# ID3 Decision Tree Analysis 

This notebook demonstrates the application of the ID3 algorithm to classify a dataset based on attributes: color, shape, and size. We will also explore the implications of adding a new attribute.


## Dataset

The dataset consists of the following attributes:

- **Color**
- **Shape**
- **Size**
- **Class** (target attribute)

| Color | Shape  | Size  | Class |
|-------|--------|-------|-------|
| Red   | Square | Big   | +     |
| Blue  | Square | Big   | +     |
| Red   | Round  | Small | -     |
| Green | Square | Small | -     |
| Red   | Round  | Big   | +     |
| Green | Round  | Big   | -     |


## Step 1: Initial Entropy Calculation

The initial entropy of the dataset is calculated as follows:


In [7]:
import numpy as np

# Define the distribution of classes
num_positive = 3
num_negative = 3
total_count = num_positive + num_negative

# Function to calculate entropy
def calculate_entropy(positive_count, negative_count):
    prob_positive = positive_count / (positive_count + negative_count)
    prob_negative = negative_count / (positive_count + negative_count)
    # Calculate entropy if both probabilities are greater than zero
    return - (prob_positive * np.log2(prob_positive) + prob_negative * np.log2(prob_negative)) if (prob_positive > 0 and prob_negative > 0) else 0

# Calculate initial entropy based on class distribution
initial_entropy_value = calculate_entropy(num_positive, num_negative)
initial_entropy_value

1.0

## Step 2: Information Gain Calculation

We will calculate the entropy and information gain for each attribute: color, shape, and size.



In [6]:
# Calculating entropy for different attributes

# Function to compute average entropy for an attribute
def compute_average_entropy(attribute_values, target_values):
    unique_vals = set(attribute_values)
    total_count = len(attribute_values)
    average_entropy = 0
    
    for val in unique_vals:
        pos_count = sum(1 for i in range(total_count) if attribute_values[i] == val and target_values[i] == '+')
        neg_count = sum(1 for i in range(total_count) if attribute_values[i] == val and target_values[i] == '-')
        # Update average entropy with the weighted entropy of the current value
        average_entropy += (pos_count + neg_count) / total_count * entropy(pos_count, neg_count)
    
    return average_entropy

# Data setup
colors = ['red', 'blue', 'red', 'green', 'red', 'green']
shapes = ['square', 'square', 'round', 'square', 'round', 'round']
sizes = ['big', 'big', 'small', 'small', 'big', 'big']
classes = ['+', '+', '-', '-', '+', '-']

# Calculate initial entropy based on the overall class distribution
initial_entropy_value = entropy(num_positive, num_negative)
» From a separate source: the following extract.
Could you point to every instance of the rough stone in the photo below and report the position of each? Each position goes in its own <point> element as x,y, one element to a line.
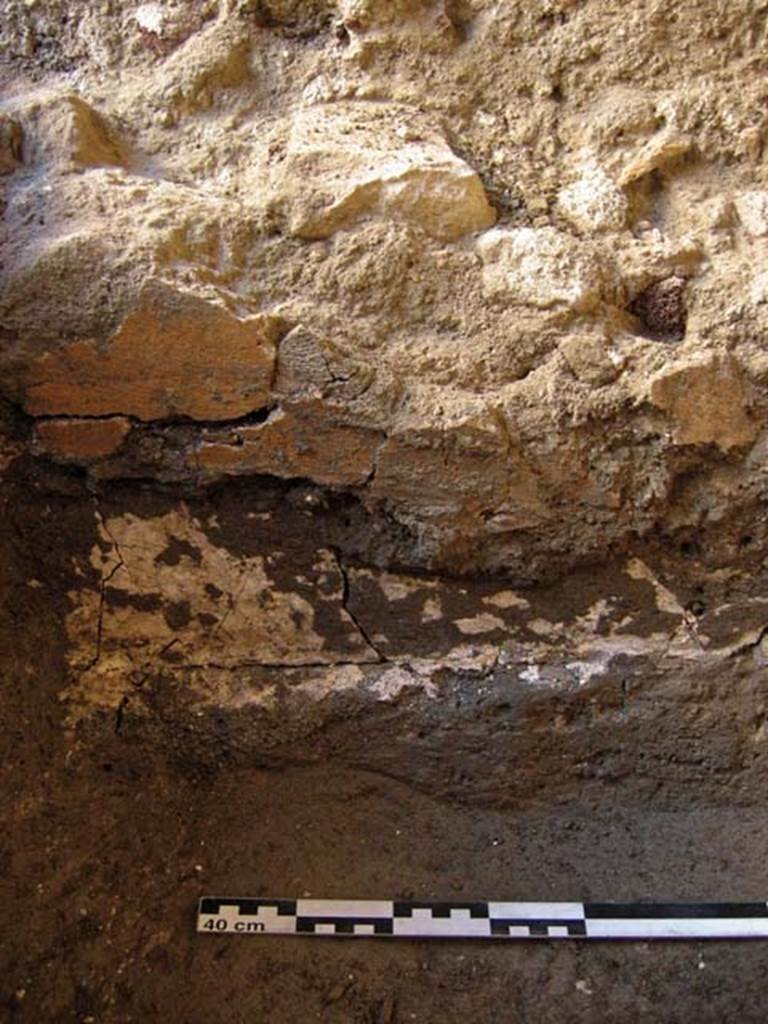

# Calculate information gain for each attribute
# For color
color_entropy_value = compute_average_entropy(colors, classes)
color_information_gain = initial_entropy_value - color_entropy_value

# For shape
shape_entropy_value = compute_average_entropy(shapes, classes)
shape_information_gain = initial_entropy_value - shape_entropy_value

# For size
size_entropy_value = compute_average_entropy(sizes, classes)
size_information_gain = initial_entropy_value - size_entropy_value

(color_information_gain, shape_information_gain, size_information_gain)

(0.5408520829727552, 0.08170416594551044, 0.4591479170272448)

## Step 3: Best Attribute Selection

The attribute with the highest information gain will be chosen as the first splitting attribute. In this case, the attribute **Color** has the highest gain.


## Decision Tree

The resulting decision tree based on the attribute **Color** is as follows:

- **Color**
  - **Red**: Class +
  - **Blue**: Class +
  - **Green**: Class -


## Step 4: Impact of Adding a New Attribute

If we add a new attribute, such as **Pattern of Shirt**, with values "checked," "striped," and "solid," the decision tree may change significantly. 

### Possible Changes:
- New splits based on the new attribute.
- Potential revision of existing nodes if the new attribute offers better classification.
- Increased complexity or improved accuracy of the model.

### Consequences of Missing the New Attribute
If a data scientist misses this attribute, it could lead to:
- Inaccurate predictions.
- Financial impacts due to misguided production decisions.
- Surprising findings if the attribute is later discovered, which could influence strategic decisions.